Die Grünen hatten eine Kampagne gegen den AfD-Spitzenmann in Lage gestartet, in der sie ihn als rechtsradikal einstuften und in die Nähe der „Reichsbürger-Szene“ rückten. Aus wahltaktischen Gründen – was die Partei-Repräsentanten natürlich nicht zugeben – schlossen sich CDU und SPD in den Wahlausschüssen der Stadt und im Kreis der Grünen-Aktion an. Das kostete Detert die Bürgermeister-Kandidatur, weil er plötzlich als „nicht verlässlich verfassungstreu“ und „nicht auf dem Boden der freiheitlich demokratischen Grundordnung stehend“ galt.

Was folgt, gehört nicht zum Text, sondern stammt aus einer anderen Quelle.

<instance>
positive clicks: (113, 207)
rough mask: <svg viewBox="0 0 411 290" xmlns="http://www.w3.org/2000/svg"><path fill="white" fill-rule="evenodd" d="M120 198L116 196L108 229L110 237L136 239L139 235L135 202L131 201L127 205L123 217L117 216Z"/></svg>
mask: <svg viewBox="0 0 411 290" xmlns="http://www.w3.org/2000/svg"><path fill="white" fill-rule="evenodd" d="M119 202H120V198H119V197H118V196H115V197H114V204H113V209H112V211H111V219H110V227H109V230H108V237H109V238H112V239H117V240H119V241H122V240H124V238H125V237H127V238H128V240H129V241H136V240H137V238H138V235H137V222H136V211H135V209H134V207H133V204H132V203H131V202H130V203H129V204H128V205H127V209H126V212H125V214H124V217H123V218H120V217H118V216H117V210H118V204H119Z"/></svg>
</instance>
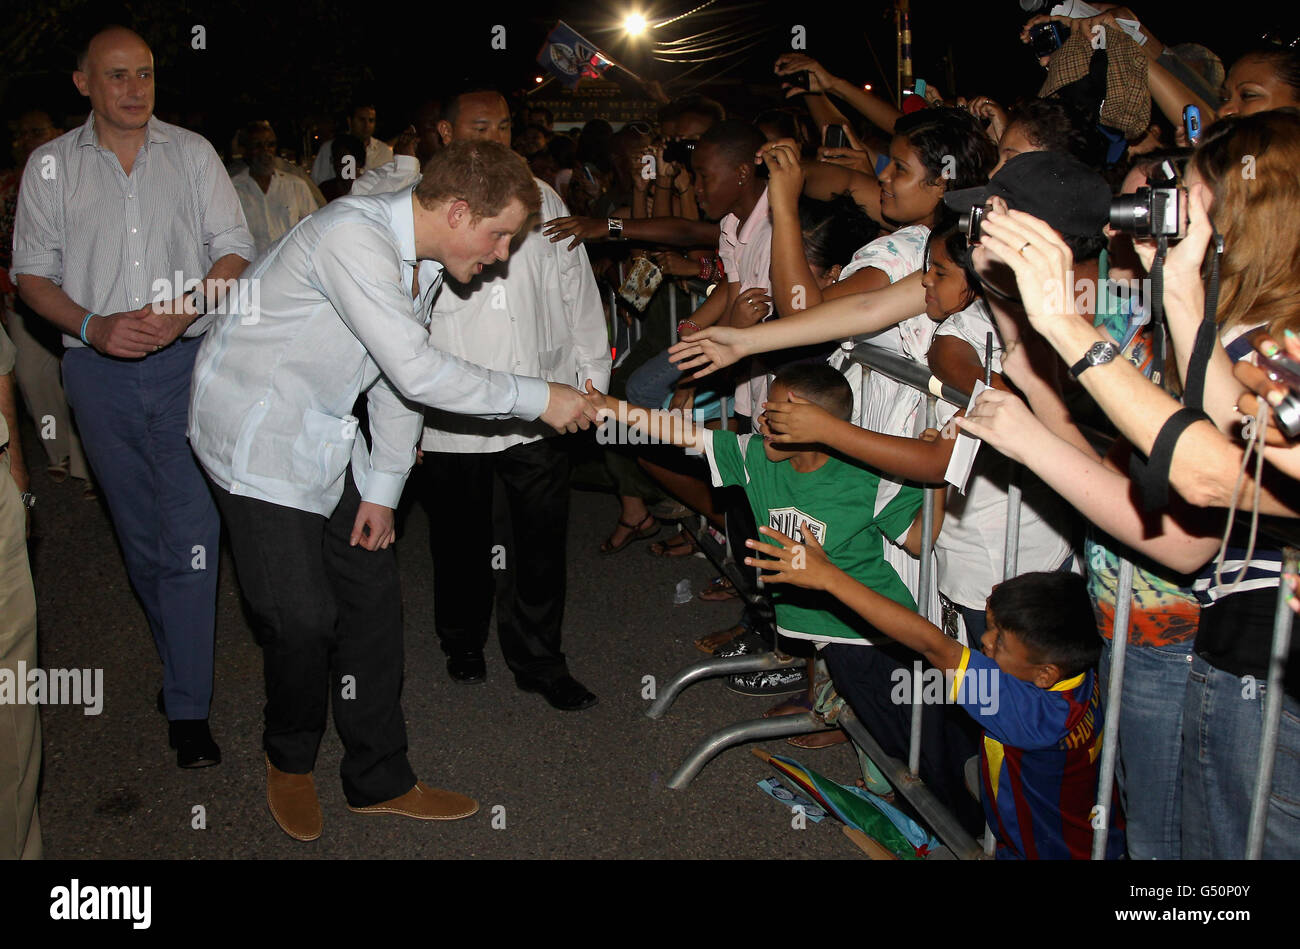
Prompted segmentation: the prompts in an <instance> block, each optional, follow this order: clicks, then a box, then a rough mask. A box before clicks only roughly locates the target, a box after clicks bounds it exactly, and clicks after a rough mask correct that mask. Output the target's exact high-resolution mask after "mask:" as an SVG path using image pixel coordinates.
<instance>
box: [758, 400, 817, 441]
mask: <svg viewBox="0 0 1300 949" xmlns="http://www.w3.org/2000/svg"><path fill="white" fill-rule="evenodd" d="M763 416H764V419H766V421H767V428H768V430H770V432H771V433H772V443H774V445H819V443H820V445H826V443H827V438H828V437H829V429H831V426H832V425H833V422H835V416H833V415H831V413H829V412H827V411H826V409H824V408H822V407H820V406H815V404H814V403H811V402H764V403H763Z"/></svg>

So musste Uwe Detert seine fragwürdigen Positionen hinsichtlich „Remigration“ und „haushälterisch vernünftig mit Steuergeld umgehen“ nicht erklären und verteidigen. Stand da wie auf dem Schulhof gemobbt oder in den Kampf „David gegen Goliath“ verwickelt. Allerdings eine komfortable Situation: Er brauchte schlicht gar nichts zu tun, nicht einmal Wahlplakate aufzuhängen, bis auf ein paar wenige mit der simplen Botschaft: „Wir sind noch da.“ Vornehm sich in Zurückhaltung üben, Däumchen drehen, Tee trinken und den lieben Gott einen guten Mann sein lassen.
In seinem Wahlbezirk „030 Maßbruch III“ hat Uwe Detert mit 24,15 Prozent trotz der Grünen-Schmäh die meisten Stimmen geholt und sich damit in der Pole-Position vor dem SPD- und CDU-Kandidaten durchgesetzt. Die lagen beide deutlich unter dem durchschnittlichen Abschneiden ihrer Parteien. In Billinghausen hingegen hat Klaus Hansen (CDU) mit fast 40 Prozent der Wählerstimmen in seinem Wahlbezirk den Vogel abgeschossen.
Das Kräfteverhältnis im nächsten Stadtrat zwischen AfD und Grünen wird sich nun geradezu umkehren. Selbst wenn der neue Bürgermeister der alte bleibt, hat er keine Mehrheit mehr auf rotgrüner Basis. Eine schwarzrote Groko wäre denkbar, die „mit zwei Sitzen über den Durst“ allerdings auf sehr wackeligen Füßen stünde.
Allen müsste klar sein, dass mit der Devise „Weiter wie bisher!“ kein Staat zu machen ist und das bestehende Haushaltsloch sich über die nächsten Jahre geradezu ins Unermessliche ausdehnt. Und dann kommt die „Haushaltssicherung“ und am Ende droht ein „Nothaushalt“. Kalkreuter hatte die Biermann-Einspar-Initiative in der Ratssitzung launig gekontert: „Sie stellen mir einen Rasenmäher vor die Tür und fordern mich auch noch auf, ihn selbst zu schieben.“ Wird er tun müssen, so oder so. Oder Frederik Topp schiebt.
Von der AfD ist bekannt, dass deren Vertreter mit dem Rotstift liebäugeln, um politische Ziele zu erreichen, weil viel von dem, was SPD und Grüne für soziale und kulturelle Highlights halten, bei ihnen auf wenig Gegenliebe stößt.
Und der erstarkte „Aufbruch C“? Dessen Vertretern geht es vor allem um ihr Gesamtschulprojekt am Stadenhauser Berg, dessen Zeichen nun auf „Go“ stehen. So oder so. Aber auch sie halten nicht unbedingt alles für eine Errungenschaft, was der SPD und den Grünen heilig ist.